Using the US as an example, he suggests a centralised database held by the Financial Crimes Enforcement Network – a government agency that sits within the Treasury – to better map the flows of goods and money into and out of the country, though he notes that would likely require congressional approval.
Additionally, GFI is promoting the use of blockchain technology to share the valuation of goods between customs departments in real time, enabling law enforcement to see discrepancies between imports and exports of each transaction.
“One of the things we are now pushing is a new global norm where every international port would use blockchain technology to automatically, securely and privately provide valuation information between customs departments,” says Cardamone.
“It would be an automatic process where the importing customs department would know what these goods are valued at before the goods even arrive.”
Solutions are coming from other corners, too. The Asian Development Bank reported in September that it plans to roll out its programme for improved TBML reporting from banks globally, following a successful pilot in several Asian countries.

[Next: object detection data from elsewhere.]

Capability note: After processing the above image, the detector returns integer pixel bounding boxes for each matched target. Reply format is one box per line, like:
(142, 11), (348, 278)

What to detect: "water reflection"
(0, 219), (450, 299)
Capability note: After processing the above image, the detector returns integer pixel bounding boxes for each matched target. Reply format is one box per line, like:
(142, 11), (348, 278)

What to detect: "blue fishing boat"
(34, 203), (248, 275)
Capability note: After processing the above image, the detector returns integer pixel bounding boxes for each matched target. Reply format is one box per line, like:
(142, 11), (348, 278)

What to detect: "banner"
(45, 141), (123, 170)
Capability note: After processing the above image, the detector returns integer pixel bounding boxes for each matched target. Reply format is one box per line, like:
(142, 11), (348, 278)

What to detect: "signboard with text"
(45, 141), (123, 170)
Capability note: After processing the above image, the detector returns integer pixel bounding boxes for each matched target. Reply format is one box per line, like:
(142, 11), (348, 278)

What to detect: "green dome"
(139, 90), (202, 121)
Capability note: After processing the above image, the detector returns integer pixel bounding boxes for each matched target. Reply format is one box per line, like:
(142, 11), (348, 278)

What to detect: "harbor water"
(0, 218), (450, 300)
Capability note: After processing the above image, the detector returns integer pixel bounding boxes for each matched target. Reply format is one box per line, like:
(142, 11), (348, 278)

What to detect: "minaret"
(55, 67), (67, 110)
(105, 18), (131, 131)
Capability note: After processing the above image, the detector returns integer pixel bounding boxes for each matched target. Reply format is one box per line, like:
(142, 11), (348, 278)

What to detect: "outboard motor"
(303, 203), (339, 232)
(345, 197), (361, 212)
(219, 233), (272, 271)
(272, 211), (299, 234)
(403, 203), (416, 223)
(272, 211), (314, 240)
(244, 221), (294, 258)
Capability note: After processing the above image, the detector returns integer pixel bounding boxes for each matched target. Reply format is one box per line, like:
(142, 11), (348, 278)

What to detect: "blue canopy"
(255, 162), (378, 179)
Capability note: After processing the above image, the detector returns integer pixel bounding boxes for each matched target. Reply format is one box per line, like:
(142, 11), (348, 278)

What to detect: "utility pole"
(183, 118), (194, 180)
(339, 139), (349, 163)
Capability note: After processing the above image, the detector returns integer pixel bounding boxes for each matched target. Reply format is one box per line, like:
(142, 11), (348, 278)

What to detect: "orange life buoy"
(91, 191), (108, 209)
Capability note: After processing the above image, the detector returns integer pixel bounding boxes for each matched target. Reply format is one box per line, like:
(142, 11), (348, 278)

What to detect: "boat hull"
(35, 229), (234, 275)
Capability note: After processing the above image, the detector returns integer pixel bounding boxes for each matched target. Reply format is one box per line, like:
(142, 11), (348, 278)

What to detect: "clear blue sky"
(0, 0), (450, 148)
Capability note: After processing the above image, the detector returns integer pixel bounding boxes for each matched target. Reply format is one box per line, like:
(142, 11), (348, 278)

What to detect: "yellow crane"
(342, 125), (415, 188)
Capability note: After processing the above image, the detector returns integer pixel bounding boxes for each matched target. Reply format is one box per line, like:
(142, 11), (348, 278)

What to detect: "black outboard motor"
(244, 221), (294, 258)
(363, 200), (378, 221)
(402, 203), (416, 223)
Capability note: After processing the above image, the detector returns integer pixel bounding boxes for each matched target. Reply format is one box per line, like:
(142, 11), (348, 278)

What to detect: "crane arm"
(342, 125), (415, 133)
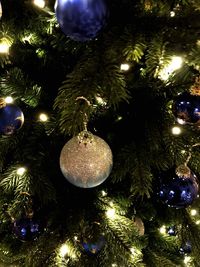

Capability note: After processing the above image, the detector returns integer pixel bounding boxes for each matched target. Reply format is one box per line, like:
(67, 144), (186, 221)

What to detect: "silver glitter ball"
(60, 131), (113, 188)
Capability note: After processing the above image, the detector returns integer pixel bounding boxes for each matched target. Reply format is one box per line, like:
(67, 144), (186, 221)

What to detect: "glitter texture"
(60, 132), (113, 188)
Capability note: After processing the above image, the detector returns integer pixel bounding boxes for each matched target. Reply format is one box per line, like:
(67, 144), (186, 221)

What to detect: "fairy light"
(172, 126), (181, 135)
(106, 208), (116, 219)
(33, 0), (45, 8)
(39, 113), (48, 122)
(17, 167), (26, 176)
(4, 96), (14, 104)
(59, 244), (70, 258)
(159, 56), (183, 81)
(190, 209), (197, 216)
(120, 63), (130, 71)
(159, 225), (166, 235)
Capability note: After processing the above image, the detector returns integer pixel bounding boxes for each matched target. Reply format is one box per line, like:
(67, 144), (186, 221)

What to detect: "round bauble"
(55, 0), (108, 42)
(13, 217), (42, 241)
(158, 168), (199, 208)
(0, 104), (24, 135)
(60, 132), (113, 188)
(172, 92), (200, 124)
(133, 217), (144, 236)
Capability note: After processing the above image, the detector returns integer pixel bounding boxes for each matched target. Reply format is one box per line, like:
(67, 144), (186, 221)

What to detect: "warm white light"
(190, 210), (197, 216)
(106, 209), (115, 219)
(172, 126), (181, 135)
(159, 225), (166, 234)
(101, 190), (107, 197)
(39, 113), (48, 122)
(0, 41), (10, 54)
(59, 244), (70, 257)
(34, 0), (45, 8)
(170, 11), (176, 17)
(17, 167), (26, 176)
(184, 256), (191, 265)
(120, 64), (130, 71)
(159, 56), (183, 81)
(5, 96), (14, 104)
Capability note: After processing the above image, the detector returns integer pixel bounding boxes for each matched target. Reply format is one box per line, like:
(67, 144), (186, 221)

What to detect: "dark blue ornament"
(158, 169), (199, 208)
(167, 225), (177, 236)
(0, 104), (24, 135)
(13, 218), (41, 241)
(55, 0), (108, 42)
(82, 235), (106, 255)
(179, 241), (192, 255)
(172, 92), (200, 124)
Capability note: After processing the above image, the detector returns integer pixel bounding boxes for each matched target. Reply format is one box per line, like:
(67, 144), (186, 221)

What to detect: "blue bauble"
(172, 92), (200, 124)
(0, 104), (24, 135)
(13, 217), (41, 241)
(158, 169), (199, 208)
(55, 0), (108, 42)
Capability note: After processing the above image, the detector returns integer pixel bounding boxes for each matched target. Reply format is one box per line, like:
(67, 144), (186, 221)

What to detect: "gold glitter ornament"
(60, 131), (113, 188)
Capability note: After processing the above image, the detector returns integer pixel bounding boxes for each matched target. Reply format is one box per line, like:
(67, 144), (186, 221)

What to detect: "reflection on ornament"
(55, 0), (108, 42)
(134, 217), (144, 236)
(13, 218), (41, 241)
(158, 169), (199, 208)
(0, 104), (24, 135)
(60, 132), (113, 188)
(172, 92), (200, 124)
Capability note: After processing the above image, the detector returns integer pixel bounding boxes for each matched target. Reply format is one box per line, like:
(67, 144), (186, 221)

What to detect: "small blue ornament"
(55, 0), (108, 42)
(13, 218), (41, 241)
(172, 92), (200, 124)
(0, 104), (24, 135)
(167, 225), (177, 236)
(82, 235), (106, 255)
(158, 168), (199, 208)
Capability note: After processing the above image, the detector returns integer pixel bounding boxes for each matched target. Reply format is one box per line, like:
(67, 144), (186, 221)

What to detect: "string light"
(17, 167), (26, 176)
(120, 63), (130, 71)
(159, 225), (166, 234)
(33, 0), (45, 8)
(39, 113), (48, 122)
(158, 56), (183, 81)
(59, 244), (70, 258)
(4, 96), (14, 104)
(172, 126), (181, 135)
(190, 209), (197, 216)
(106, 208), (116, 219)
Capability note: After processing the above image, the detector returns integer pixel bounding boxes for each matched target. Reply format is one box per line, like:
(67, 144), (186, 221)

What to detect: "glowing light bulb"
(33, 0), (45, 8)
(0, 41), (10, 54)
(39, 113), (48, 122)
(172, 126), (181, 135)
(158, 56), (183, 81)
(17, 167), (26, 176)
(170, 11), (176, 17)
(159, 225), (166, 234)
(106, 209), (116, 219)
(190, 209), (197, 216)
(59, 244), (70, 257)
(120, 63), (130, 71)
(5, 96), (14, 104)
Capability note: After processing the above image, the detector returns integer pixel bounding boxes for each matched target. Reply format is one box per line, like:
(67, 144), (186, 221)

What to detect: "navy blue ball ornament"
(172, 92), (200, 124)
(158, 165), (199, 208)
(13, 217), (42, 241)
(55, 0), (108, 42)
(0, 104), (24, 135)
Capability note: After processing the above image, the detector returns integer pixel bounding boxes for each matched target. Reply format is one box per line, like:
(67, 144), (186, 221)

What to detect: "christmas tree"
(0, 0), (200, 267)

The scheme allows banks to include trade-specific data elements when reporting suspected TBML to their government bodies and has resulted in large increases in the number of reports filed.
Given its early stage, the Asian Development Bank tells GTR it has not yet been able to assess whether this has led to a discernible impact on law enforcement action, but plans to do so are in the works, and the bank is eyeing a global rollout.
Case study: Shell companies in Singapore
A case study outlined in the Monetary Authority of Singapore’s 2024 Money Laundering Risk Assessment Report details a case of phantom shipments and fraudulent trade finance loans used to launder illicit cash.
In 2023, Ng Kheng Wah, director of Singapore-based company T-Specialist International, was sentenced to 34 months in prison for fraud and violating UN sanctions on trading with North Korea.
T-Specialist had shipped luxury goods worth over S$6mn (US$4.46mn) to a North Korean department store between 2010 and 2017, the report says.
However, the North Korean company fell behind on repayments, and T-Specialist found itself facing a liquidity shortage.
The company used fictitious invoices from a shell company registered outside the country to deceive five Singaporean banks into disbursing trade finance loans worth over US$95mn.
The shell company, Pinnacle Offshore, received the proceeds and layered them through a second shell company, Mars-Rock Offshore Trading.
They were then routed back to T-Specialist, which repaid the banks. When the banks requested shipping documents, T-Specialist informed them that the goods were delivered by road, and therefore did not generate any. In reality, no shipment had taken place, but the banks were forced to take T-Specialist’s word as they had no means of verifying the goods’ movement via open-source databases.
T-Specialist was convicted of money laundering offences and fined S$880,000 (US$653,563).